Changes in chest wall structure and elasticity in elastase-induced emphysema

1986 ◽  
Vol 61 (5) ◽  
pp. 1821-1829 ◽  
Author(s):  
A. J. Thomas ◽  
G. S. Supinski ◽  
S. G. Kelsen

The present study examined the effects of elastase-induced emphysema on the structure and elasticity of the chest wall. Specifically, we examined the passive pressure-volume relationship of the intact chest wall in anesthetized animals and the stress-strain relationship of the isolated rib cage devoid of respiratory musculature. The structure of the isolated rib cage was assessed by measuring its circumferential, anterior-posterior, and transverse dimensions, the angles of articulation of the ribs at the costovertebral and sternochondral joints, and the length of the sternum and individual ribs.

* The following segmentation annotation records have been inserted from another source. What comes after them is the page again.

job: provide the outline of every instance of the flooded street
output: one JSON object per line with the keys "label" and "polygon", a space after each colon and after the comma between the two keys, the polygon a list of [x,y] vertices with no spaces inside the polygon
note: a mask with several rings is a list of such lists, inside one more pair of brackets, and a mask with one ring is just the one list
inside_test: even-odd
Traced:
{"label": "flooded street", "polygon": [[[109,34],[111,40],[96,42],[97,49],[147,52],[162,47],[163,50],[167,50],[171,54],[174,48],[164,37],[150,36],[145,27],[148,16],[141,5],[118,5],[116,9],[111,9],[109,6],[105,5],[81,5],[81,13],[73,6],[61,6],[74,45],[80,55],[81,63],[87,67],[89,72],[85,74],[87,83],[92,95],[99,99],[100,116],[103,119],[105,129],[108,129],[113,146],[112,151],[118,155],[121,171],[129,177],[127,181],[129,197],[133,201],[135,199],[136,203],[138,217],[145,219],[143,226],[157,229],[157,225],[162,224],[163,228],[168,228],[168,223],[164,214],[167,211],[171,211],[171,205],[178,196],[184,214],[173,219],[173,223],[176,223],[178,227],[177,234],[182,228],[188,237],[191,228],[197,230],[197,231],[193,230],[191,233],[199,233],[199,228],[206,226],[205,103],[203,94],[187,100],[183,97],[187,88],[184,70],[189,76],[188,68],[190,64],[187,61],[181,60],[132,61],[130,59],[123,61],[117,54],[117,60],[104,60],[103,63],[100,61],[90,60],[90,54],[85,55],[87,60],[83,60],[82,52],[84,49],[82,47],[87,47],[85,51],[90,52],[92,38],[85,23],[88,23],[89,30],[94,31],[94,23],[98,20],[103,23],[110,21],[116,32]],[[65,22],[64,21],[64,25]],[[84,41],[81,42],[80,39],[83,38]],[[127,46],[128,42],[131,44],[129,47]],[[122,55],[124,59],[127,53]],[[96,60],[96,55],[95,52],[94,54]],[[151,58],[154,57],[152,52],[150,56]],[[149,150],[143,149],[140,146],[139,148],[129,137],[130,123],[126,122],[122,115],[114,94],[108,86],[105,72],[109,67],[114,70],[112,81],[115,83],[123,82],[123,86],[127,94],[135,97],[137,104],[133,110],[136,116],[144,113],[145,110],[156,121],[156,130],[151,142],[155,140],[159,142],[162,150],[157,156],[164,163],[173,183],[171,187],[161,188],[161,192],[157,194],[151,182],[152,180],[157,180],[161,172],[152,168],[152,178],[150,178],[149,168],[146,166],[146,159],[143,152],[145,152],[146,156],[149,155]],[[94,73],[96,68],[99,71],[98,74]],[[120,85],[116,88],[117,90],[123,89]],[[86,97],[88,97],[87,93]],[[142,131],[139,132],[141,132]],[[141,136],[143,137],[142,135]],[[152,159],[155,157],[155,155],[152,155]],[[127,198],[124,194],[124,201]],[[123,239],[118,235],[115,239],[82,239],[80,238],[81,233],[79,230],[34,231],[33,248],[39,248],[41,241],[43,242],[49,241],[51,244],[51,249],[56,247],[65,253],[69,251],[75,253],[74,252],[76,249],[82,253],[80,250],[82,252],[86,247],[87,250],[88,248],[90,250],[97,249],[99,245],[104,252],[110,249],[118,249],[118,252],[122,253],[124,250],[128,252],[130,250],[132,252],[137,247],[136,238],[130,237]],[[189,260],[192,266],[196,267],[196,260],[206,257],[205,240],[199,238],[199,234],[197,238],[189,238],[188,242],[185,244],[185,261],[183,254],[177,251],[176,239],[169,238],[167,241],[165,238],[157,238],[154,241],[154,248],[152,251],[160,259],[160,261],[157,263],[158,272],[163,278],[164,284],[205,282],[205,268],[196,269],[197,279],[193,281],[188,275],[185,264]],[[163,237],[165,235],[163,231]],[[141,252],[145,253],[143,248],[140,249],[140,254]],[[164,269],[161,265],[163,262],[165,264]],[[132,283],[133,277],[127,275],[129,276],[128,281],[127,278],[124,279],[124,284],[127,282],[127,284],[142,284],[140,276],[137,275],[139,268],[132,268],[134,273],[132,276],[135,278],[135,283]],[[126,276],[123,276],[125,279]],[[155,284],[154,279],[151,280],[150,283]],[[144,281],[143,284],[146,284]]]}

Studies were performed in 10 Syrian Golden hamsters, 26–27 wk after intratracheal injection of elastase, and 9 saline-injected hamsters that served as controls. Mean functional residual capacity of emphysematous animals was 239% of the value obtained in control animals. In emphysematous animals, the pressure-volume curve of the chest wall was shifted parallel and to the left of the curve obtained in controls. That is, at any given esophageal pressure, lung volume was significantly greater in emphysematous animals compared with controls, but the slope of the pressure-volume relationship was similar in the two groups. In the relaxed position, the circumference, anterior-posterior, transverse, and rostral-caudal dimensions of the thorax were significantly greater in emphysematous than control animals. Although the length of the thoracic spinal column was the same in both groups, the length of the ribs and sternum were greater in emphysematous animals and the angles of articulation of the ribs with the vertebrae and sternum were altered.(ABSTRACT TRUNCATED AT 250 WORDS)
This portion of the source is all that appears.